Como cortinas ante una ventana abierta, las largas ramas del sauce llorón ondulaban en el aire cálido. Frente a la casa, los soleados maizales parecían un verde océano, y el viento formaba en el maíz olas verdes. Junto al porche, el viento soplando a través de las crujientes hojas del árbol de meple sonaba como una suave lluvia.
También ese día, y sólo para pasar el rato, las tres chicas Sánchez llegaron paseando por el camino hasta enfrente de nuestra casa. Bromeaban y reían entre ellas, y sus largos vestidos y largos cabellos se agitaban y danzaban en la cálida brisa. Su caminar por el sendero me recordó unas pequeñas nubecillas brillantes navegando por el azul cielo de verano.
«Rojo,» dije, «¿por qué será que esas muchachas que van por el camino me parecen tan atractivas? Cuando ellas ríen, aunque no tengo idea de qué es lo que encuentran tan gracioso ¿por qué río también?»

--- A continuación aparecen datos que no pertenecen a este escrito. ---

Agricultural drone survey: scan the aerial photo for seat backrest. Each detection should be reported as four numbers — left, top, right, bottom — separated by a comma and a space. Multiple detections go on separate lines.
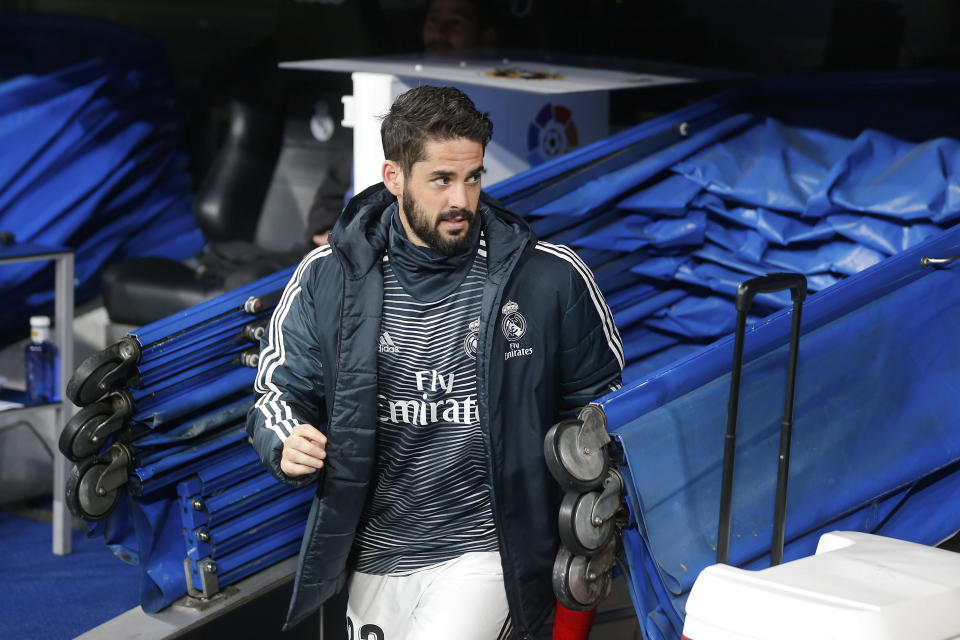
253, 87, 353, 251
193, 100, 281, 242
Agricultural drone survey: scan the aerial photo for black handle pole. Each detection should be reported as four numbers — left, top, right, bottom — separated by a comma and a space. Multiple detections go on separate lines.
717, 273, 807, 564
770, 300, 803, 566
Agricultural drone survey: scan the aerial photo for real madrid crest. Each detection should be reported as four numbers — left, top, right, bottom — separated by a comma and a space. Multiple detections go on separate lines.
500, 300, 527, 341
463, 318, 480, 360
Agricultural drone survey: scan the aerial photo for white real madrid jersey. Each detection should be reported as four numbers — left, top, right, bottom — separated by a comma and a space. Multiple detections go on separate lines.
354, 242, 498, 575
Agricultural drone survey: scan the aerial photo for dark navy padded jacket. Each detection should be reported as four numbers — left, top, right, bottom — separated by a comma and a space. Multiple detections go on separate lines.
247, 184, 623, 637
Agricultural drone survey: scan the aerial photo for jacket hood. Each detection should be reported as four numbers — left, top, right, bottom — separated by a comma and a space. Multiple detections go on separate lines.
330, 183, 535, 282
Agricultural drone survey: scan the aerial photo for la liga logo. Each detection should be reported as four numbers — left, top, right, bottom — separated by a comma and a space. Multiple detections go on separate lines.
527, 102, 580, 167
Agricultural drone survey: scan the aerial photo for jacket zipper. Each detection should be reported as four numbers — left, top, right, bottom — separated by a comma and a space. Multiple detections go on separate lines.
477, 245, 529, 639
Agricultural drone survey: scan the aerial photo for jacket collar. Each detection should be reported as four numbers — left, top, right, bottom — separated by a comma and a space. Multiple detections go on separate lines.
330, 183, 534, 282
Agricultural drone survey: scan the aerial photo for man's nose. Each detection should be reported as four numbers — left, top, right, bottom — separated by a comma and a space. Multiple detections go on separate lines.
447, 182, 469, 209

Con una mirada especial en sus ojos, Rojo clavó la mirada en el camino.
«¡Ruff!» replicó con lo que obviamente era una risa perruna.
«Rojo,» reí a mi vez, «Puede ser que tú y yo hayamos inventado una nueva forma de reir. Si así fuera, vamos a llamarlo uniéndose con risas que arrastra la risa del viento de verano»
Entonces, el Rojo volvió a reir, y yo le imité.